Cash no longer king, but £1.3 billion cost of digital transactions hits UK retailers
Covid-19 was no friend to cash. The pandemic saw retail transactions via payment cards rocket in 2020, according to the British Retail Consortium (BRC).
The body’s latest annual Payments Survey reveals debit and credit card transactions surpassed four in every five pounds spent in 2020 (81%, up from 78% in 2019). Cash now accounts for just 15% of total spending in retail, down from 20% in 2019.
But that has also meant retailers incurred costs of £1.3 billion to accept electronic customer payments last year.
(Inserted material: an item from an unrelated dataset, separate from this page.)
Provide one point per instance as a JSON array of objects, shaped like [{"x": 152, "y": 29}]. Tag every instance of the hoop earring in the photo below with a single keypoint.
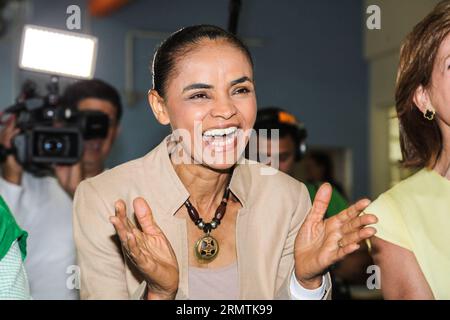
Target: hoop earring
[{"x": 429, "y": 115}]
Debit cards, which accounted for 54% of all transactions for the first time, have seen related fees rise 22%, to 7.2 pence per transaction.
“Amidst a backdrop of mounting costs from Covid, Brexit, global supply chain disruption and rising commodity prices, these excessive card fees add further cost pressures to retailers”, said the BRC. “Equivalent to £46 per household per year, these additional costs can translate into higher prices for consumers”.
Meanwhile, the pandemic has also changed the way we shop with consumers making fewer, but bigger shopping trips. While the number of transactions fell by 13% (from 19.1 billion in 2019 to 16.7 billion in 2020), consumers spent on average 20% more per transaction. That meant the average transaction value increased from £20.16 in 2019 to £24.15 in 2020.
Andrew Cregan, Payments Policy Advisor, British Retail Consortium said: “Despite the general movement to card payments, retailers are being punished through the soaring cost of accepting such payments. Parliament needs to urgently intervene in this anti-competitive behaviour by regulating card scheme fees and abolishing interchange fees, both of which ultimately hurt consumers. Card firms are abusing their dominant market position, and this must come to an end.”